If you might need funds quickly:
  • TreasuryDirect: Slow (need to transfer to brokerage to sell)
  • Brokerage: Fast during market hours
  • Tokenized: Can be fast (on-chain trading) or slow (if redemption required)
If you're holding to maturity:
  • All options work, but TreasuryDirect has lowest cost

Integration with Other Investments

For DeFi users:

Tokenized Treasuries integrate seamlessly with on-chain portfolios. You can hold treasury exposure alongside other crypto assets in the same wallet.

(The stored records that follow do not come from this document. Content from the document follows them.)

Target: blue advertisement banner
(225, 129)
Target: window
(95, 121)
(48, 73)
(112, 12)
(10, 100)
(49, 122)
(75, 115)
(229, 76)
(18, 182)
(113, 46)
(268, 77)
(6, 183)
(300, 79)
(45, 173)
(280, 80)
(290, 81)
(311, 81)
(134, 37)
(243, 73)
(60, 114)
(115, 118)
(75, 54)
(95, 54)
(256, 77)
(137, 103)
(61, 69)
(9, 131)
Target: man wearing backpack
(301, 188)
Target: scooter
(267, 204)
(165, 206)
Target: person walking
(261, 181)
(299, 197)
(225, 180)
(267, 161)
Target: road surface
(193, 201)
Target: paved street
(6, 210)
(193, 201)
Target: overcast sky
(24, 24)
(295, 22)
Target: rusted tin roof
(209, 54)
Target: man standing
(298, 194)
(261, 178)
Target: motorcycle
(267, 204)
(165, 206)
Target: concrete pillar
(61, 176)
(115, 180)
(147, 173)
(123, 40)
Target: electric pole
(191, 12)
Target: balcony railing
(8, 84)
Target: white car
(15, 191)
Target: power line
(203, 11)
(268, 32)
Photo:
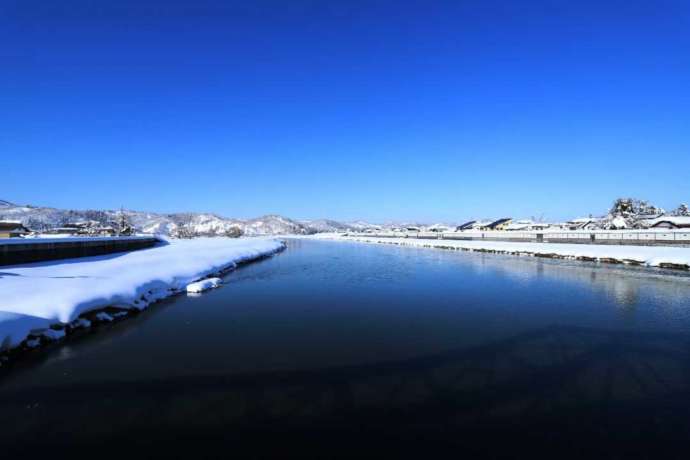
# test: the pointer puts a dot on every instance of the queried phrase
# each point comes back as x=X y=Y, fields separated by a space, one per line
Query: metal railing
x=574 y=236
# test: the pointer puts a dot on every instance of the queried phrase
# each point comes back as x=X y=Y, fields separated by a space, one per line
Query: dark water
x=337 y=349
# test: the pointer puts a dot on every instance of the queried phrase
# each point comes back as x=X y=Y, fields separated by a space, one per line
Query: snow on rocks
x=38 y=296
x=204 y=285
x=104 y=317
x=652 y=256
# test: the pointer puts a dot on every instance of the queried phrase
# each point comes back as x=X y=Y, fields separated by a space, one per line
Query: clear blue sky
x=356 y=109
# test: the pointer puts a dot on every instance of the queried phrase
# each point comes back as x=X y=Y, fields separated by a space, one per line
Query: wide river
x=335 y=349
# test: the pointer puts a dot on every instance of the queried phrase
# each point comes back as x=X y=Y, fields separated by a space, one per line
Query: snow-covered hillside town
x=28 y=221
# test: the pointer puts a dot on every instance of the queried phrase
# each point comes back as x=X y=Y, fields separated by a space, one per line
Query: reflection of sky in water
x=485 y=346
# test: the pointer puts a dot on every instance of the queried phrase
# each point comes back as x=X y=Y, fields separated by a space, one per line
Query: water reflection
x=341 y=347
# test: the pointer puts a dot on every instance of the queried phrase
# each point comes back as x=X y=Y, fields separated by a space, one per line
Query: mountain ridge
x=172 y=224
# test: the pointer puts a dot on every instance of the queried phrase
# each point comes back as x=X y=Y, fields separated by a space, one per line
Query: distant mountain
x=326 y=225
x=177 y=224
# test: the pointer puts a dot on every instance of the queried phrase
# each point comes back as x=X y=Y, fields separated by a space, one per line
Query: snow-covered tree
x=122 y=225
x=682 y=210
x=233 y=232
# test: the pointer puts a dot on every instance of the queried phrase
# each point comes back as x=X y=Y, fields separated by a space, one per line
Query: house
x=466 y=226
x=525 y=225
x=582 y=223
x=670 y=222
x=499 y=224
x=12 y=229
x=438 y=228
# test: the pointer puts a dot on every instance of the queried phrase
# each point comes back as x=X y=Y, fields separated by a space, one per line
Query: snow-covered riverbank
x=34 y=297
x=652 y=256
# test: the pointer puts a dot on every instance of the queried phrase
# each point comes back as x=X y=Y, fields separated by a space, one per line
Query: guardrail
x=21 y=251
x=623 y=237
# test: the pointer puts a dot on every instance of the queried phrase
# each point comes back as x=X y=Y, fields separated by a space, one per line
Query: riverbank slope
x=44 y=301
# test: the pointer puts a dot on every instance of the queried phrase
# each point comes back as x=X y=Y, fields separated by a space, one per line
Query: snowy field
x=653 y=256
x=36 y=296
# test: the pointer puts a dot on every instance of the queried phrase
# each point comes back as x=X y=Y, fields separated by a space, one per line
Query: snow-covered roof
x=680 y=221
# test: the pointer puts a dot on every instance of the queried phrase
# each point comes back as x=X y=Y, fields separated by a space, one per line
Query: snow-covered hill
x=178 y=224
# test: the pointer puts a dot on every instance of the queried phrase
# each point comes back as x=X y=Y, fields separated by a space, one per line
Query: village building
x=466 y=226
x=526 y=225
x=670 y=222
x=497 y=225
x=582 y=223
x=10 y=229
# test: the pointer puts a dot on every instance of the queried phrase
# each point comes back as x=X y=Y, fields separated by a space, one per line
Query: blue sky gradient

For traditional portfolios:

TreasuryDirect or brokerage accounts integrate with your existing financial infrastructure and appear on standard statements.

The Hybrid Approach

Many sophisticated investors use multiple approaches:

  1. Core Treasury allocation via TreasuryDirect or brokerage (lowest cost, safest)
  2. Working capital in tokenized Treasuries for DeFi activities
  3. Tactical positions in either, depending on current needs

This captures the benefits of direct ownership while maintaining on-chain flexibility.

Looking Ahead

The gap between traditional and tokenized Treasury access is narrowing:

  • Institutional adoption: BlackRock, Franklin Templeton, and others entering the space legitimizes tokenized Treasuries
  • Improving infrastructure: Better secondary markets, lower fees, more products
  • Regulatory evolution: Clearer frameworks may expand access

Traditional access won't disappear, but tokenized alternatives will increasingly compete on convenience while maintaining Treasury security—you just need to understand the additional layers of risk between you and the underlying government bonds.

Conclusion

Both traditional and tokenized Treasury investing provide access to the world's safest debt instruments. The choice depends on your specific needs:

  • Prioritize safety and cost? Go traditional.
  • Need global access or DeFi integration? Tokenized makes sense.
  • Want both? A hybrid approach works too.

Understanding the trade-offs between direct ownership simplicity and tokenized convenience helps you make the right choice for your situation—and perhaps use both where appropriate.